Con la misma, de ser el caso, transitaría a donde lo lleve la corriente de la burocracia intocable. Tales son los baluartes de Acción Nacional gestados a la sombra de quien ejerce el Ejecutivo federal y no logra siquiera conciliar a sus propios correligionarios. Enfrente, alejados de la férula presidencialista, Santiago Creel y hasta el desbocado Manuel Espino, éste abanicado por los Fox, hacen también sus cábalas.
Bien haría el PAN en buscar, siquiera, a una figura externa a falta de liderazgos propios.
El Reto
Desde hace tres años se estableció un presupuesto para iluminar el Palacio Nacional y la catedral metropolitana. Los montos fueron considerados aceptables: dos millones de dólares para lo primero y tres millones y medio para lo segundo. Listos a iniciar la instalación, la empresa acreditada recibió una contraorden: la señora Paty Flores Elizondo, en funciones de vicepresidenta de facto –ya removida por cierto-, optó por otra compañía, más cercana a los intereses familiares de los integrantes de la cúpula del poder.
El ministro Lujambio, a quien le parece “barroco” discutir sobre el perfil del monigote llamado “El Coloso” –tomado de una fotografía del general Benjamín Agumedo, huertista que fue en contra del maderismo-, reconoció que se invirtieron 170 millones de pesos, unos quince millones de dólares, en la perentoria iluminación de Catedral que permitió observar a la torre derecha danzante... como el gobierno mismo.

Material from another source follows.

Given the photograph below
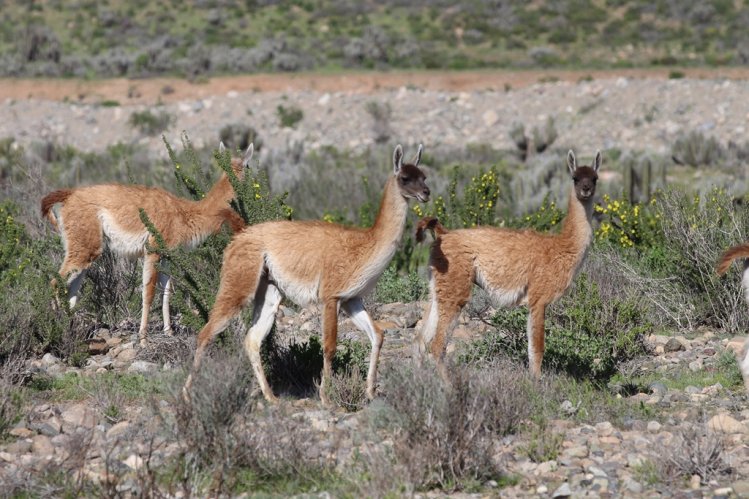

O tambaleante que es lo mismo.
La proporción indigna: casi tres por uno, entre la iluminación que se pretende permanente y la perentoria dispuesta para el festín panista y del Estado Mayor Presidencial que se arrogó el derecho de sitiar el zócalo, la noche del 15 de septiembre, y permitir el acceso sólo de los muy, pero muy “fieles”. Y aún así no se salvaron de los abucheos.
La Anécdota
Beatriz Paredes Rangel, en conversación con este columnista –“2012: La Sucesión”, Océano-, explicó cuál debía serla estrategia medular de su partido, el PRI, para no ser alcanzado por sus opositores en la justa presidencial ya iniciada:
--Se trata, nada más, de no cometer errores como los de 2000 y 2006, cuando a cada paso nos equivocábamos, mientras acertaban nuestros adversarios. Fíjese en lo que ha sucedido también a Andrés Manuel López Obrador. Siempre que va arriba comienza a cometer yerros.
Desde entonces, el priísmo ha cometido serios errores, en contrasentido a lo planteado. Pero la señora Paredes está lista para evitar uno mayor de incalculables consecuencias: la intentona de colocar al yucateco Emilio Gamboa Patrón, quien apesta a viejo régimen, en su lugar. Ya veremos.